# Goodbye Hedgehog, Hello new cat?



## Chihirolee3 (Nov 27, 2012)

So, Rhododendron passed away just before Thanksgiving. I finally got the gumption to clean out her cage this last Sunday (I'm a sap I know). 
Ironically, the Sunday before her passing, I acquired a new cat. This animal has an interesting story. We actually rescued it the first weekend of October, taking him home from a blacksmith gathering because he was still young and extremely tame. I normally don't care/do much about feral cats, since there are tons of them, but this one's tameness grabbed my heartstrings just enough. At the gathering, he begged not for food, but to be petted, even though it was obvious he hasn't gotten enough to eat. Food came after petting for him. Anyways, we brought it home (I thought it was a girl), and it wasn't home 20 minutes when it jumped an open window and was gone. At that, my husband and I shrugged our shoulders and carried on with our lives (I mean what can you do?). I did put food out on my porch out of courtesy for it for about a week, but then stopped because nothing was touching the food. 
Then, on the 24th of Nov, I was putting my own cat's litter on the porch (I put it out the night before, then put it in the garbage can the next morning), when I saw a shadow at the edge of the steps. I turned on the light to see the same cat, who turned around to face me and started to meow. I coaxed it over to me and immediately took it inside. And that's how this new cat to be with us. In the past few weeks that we've had him (it's too cold for open windows), we have learned that 'she' is a he, and thus got him neutered asap, he's good with showers, and is a Bengal cat (most likely mixed with something else since he is small, either that or poor nutrition). We have decided to keep him. So with sad farewell to Rhododendron, we have rescued a new creature, who was also in need of a home and love. My husband wasn't too keen on another cat (ours is crazy, and there are tons at his parent's farm, so one more isn't the most ideal) but has since warmed up to this cat because of his constant desire to be petted.
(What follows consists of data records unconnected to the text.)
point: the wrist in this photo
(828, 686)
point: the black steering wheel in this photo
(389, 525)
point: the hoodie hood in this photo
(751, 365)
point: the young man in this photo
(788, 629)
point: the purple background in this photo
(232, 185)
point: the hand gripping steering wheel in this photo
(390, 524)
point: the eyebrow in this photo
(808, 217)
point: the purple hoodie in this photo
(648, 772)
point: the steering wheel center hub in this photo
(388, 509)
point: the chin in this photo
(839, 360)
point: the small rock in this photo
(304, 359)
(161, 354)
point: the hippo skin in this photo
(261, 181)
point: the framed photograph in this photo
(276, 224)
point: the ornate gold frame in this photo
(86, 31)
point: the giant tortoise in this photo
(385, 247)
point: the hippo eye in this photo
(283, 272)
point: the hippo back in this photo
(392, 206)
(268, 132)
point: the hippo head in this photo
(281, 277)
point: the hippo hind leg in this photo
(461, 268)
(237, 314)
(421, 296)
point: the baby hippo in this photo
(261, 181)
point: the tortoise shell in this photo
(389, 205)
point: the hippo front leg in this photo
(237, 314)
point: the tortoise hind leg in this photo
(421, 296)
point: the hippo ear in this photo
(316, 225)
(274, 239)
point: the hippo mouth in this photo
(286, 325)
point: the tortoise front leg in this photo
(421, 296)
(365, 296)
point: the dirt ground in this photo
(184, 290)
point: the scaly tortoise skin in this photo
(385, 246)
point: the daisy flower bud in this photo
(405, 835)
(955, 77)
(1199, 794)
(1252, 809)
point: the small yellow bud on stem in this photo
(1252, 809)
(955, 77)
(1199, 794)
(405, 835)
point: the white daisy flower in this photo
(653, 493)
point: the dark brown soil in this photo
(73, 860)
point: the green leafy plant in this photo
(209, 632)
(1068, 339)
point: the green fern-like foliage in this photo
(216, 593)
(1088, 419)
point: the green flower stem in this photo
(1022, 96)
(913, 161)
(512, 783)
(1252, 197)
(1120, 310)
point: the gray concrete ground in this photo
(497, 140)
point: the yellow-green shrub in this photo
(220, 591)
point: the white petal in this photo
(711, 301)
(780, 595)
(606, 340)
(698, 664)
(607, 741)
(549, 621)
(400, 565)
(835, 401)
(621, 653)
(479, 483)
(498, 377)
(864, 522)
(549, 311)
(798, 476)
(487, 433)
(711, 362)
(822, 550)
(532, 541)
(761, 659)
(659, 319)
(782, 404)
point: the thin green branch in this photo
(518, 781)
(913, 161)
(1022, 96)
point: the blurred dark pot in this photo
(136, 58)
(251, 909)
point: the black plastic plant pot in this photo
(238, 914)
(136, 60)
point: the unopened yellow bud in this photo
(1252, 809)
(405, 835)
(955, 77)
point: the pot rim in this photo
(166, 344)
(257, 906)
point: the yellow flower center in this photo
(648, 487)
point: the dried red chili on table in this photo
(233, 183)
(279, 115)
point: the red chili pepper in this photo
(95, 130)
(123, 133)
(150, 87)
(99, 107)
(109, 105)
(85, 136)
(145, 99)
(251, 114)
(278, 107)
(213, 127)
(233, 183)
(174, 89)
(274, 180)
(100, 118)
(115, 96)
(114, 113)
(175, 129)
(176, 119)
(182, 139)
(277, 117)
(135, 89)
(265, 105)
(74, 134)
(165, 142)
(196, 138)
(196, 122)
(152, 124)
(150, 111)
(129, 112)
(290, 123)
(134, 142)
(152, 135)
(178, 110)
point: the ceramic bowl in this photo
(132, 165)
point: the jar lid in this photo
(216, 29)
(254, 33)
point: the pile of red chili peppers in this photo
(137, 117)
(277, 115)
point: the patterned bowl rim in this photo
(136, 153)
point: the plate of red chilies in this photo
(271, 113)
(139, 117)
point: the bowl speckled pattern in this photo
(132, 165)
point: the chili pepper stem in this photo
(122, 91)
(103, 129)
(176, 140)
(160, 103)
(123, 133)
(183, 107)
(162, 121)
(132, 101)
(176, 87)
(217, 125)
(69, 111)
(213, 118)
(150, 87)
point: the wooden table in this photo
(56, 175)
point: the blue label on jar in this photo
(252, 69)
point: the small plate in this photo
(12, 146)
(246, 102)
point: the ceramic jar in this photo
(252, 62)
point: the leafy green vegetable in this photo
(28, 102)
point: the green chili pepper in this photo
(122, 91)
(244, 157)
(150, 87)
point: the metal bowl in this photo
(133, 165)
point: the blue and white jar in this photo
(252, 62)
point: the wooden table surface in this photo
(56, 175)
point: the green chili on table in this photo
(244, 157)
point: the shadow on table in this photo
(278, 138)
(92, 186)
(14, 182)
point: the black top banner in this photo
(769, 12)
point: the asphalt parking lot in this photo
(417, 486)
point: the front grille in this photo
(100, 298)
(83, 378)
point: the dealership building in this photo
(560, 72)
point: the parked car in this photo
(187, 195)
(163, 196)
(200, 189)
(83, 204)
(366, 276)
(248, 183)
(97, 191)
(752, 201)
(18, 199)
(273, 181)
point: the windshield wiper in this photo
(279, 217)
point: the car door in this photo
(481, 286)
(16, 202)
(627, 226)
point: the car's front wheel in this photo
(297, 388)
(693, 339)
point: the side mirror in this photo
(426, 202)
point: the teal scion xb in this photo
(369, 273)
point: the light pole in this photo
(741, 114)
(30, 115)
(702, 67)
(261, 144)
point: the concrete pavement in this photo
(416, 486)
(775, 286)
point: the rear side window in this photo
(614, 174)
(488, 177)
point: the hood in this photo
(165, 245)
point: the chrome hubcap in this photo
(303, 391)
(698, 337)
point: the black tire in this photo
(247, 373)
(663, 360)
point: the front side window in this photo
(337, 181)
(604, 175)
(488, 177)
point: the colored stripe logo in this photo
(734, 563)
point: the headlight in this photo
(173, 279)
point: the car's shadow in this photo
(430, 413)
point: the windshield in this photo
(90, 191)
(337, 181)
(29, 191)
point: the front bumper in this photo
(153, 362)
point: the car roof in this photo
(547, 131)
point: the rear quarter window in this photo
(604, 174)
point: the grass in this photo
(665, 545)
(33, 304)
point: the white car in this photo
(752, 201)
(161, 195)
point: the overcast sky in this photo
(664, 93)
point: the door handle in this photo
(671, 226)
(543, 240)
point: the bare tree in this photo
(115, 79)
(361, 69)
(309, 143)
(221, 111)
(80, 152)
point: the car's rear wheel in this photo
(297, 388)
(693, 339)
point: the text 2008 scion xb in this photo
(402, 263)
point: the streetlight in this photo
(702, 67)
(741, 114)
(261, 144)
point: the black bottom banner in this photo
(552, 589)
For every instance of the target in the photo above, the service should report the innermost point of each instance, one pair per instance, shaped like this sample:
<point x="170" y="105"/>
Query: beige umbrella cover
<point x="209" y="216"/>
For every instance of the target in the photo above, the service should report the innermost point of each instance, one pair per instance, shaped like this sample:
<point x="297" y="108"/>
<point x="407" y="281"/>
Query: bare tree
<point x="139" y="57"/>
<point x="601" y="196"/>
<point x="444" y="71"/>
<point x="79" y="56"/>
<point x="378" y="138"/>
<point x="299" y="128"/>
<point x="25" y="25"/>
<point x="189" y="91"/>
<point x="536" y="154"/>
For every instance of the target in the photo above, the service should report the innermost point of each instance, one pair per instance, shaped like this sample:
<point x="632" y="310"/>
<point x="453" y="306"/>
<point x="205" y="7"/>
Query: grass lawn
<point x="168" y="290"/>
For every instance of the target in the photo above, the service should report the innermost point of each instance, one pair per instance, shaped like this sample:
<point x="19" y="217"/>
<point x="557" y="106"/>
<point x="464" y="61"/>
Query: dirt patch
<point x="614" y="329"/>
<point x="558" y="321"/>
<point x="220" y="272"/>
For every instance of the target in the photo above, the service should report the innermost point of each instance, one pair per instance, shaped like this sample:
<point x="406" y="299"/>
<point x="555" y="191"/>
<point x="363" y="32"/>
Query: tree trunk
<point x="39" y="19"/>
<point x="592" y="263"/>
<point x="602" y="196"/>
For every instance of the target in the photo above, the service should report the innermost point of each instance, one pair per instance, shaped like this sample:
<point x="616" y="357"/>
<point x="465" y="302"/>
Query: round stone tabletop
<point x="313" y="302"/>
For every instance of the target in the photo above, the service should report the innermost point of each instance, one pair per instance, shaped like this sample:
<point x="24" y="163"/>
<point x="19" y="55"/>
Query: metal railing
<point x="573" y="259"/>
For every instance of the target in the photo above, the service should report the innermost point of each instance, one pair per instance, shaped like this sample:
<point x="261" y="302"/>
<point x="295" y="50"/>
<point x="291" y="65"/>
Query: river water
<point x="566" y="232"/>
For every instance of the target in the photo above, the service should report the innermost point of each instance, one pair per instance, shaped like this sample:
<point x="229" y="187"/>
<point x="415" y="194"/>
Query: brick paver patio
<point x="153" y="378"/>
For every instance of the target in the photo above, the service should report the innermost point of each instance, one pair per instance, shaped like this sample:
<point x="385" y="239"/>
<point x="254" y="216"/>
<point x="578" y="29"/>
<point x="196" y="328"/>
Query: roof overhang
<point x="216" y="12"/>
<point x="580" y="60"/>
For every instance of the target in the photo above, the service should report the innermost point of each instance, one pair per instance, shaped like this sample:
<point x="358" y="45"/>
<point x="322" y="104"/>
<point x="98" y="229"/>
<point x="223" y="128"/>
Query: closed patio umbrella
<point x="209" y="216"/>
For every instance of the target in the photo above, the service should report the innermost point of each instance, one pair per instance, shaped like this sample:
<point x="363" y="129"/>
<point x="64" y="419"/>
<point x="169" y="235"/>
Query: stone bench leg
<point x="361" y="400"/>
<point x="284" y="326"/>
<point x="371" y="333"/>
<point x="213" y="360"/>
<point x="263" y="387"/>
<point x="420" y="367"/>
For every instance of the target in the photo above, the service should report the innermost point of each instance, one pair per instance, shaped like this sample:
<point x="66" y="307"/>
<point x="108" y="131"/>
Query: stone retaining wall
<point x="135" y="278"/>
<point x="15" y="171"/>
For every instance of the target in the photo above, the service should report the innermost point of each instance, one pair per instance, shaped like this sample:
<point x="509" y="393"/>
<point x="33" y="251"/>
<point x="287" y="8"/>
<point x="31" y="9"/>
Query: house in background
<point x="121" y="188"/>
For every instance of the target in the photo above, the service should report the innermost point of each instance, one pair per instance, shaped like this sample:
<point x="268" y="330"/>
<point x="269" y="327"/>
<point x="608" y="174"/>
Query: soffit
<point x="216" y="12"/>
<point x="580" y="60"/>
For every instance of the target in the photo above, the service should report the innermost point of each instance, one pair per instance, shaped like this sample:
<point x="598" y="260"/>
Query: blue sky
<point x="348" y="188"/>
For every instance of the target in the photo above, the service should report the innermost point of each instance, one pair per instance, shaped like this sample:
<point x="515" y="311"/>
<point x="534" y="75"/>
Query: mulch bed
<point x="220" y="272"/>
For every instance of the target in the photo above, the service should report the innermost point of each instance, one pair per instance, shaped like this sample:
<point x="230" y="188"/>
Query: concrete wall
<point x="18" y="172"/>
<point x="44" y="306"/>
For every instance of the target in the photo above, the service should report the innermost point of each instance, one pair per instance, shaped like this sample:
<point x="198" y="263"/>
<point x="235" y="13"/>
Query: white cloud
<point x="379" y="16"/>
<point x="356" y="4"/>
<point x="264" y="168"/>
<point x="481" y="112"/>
We have named him Nekkhalen (or kinked tail), which I believe is Norwegian. I am posting this, because I find the 'finalized' rescue of Nekkhalen ironically coinciding with Rhody's passing, like God is saying, "here is a new creature in need of love."


----------



## Lilysmommy (Jan 7, 2009)

Awwww, lucky little guy to be taken in by you.  He sounds like a total sweetheart...and Bengals are gorgeous! Do you happen to have any pictures of him yet? I'd love to see!


----------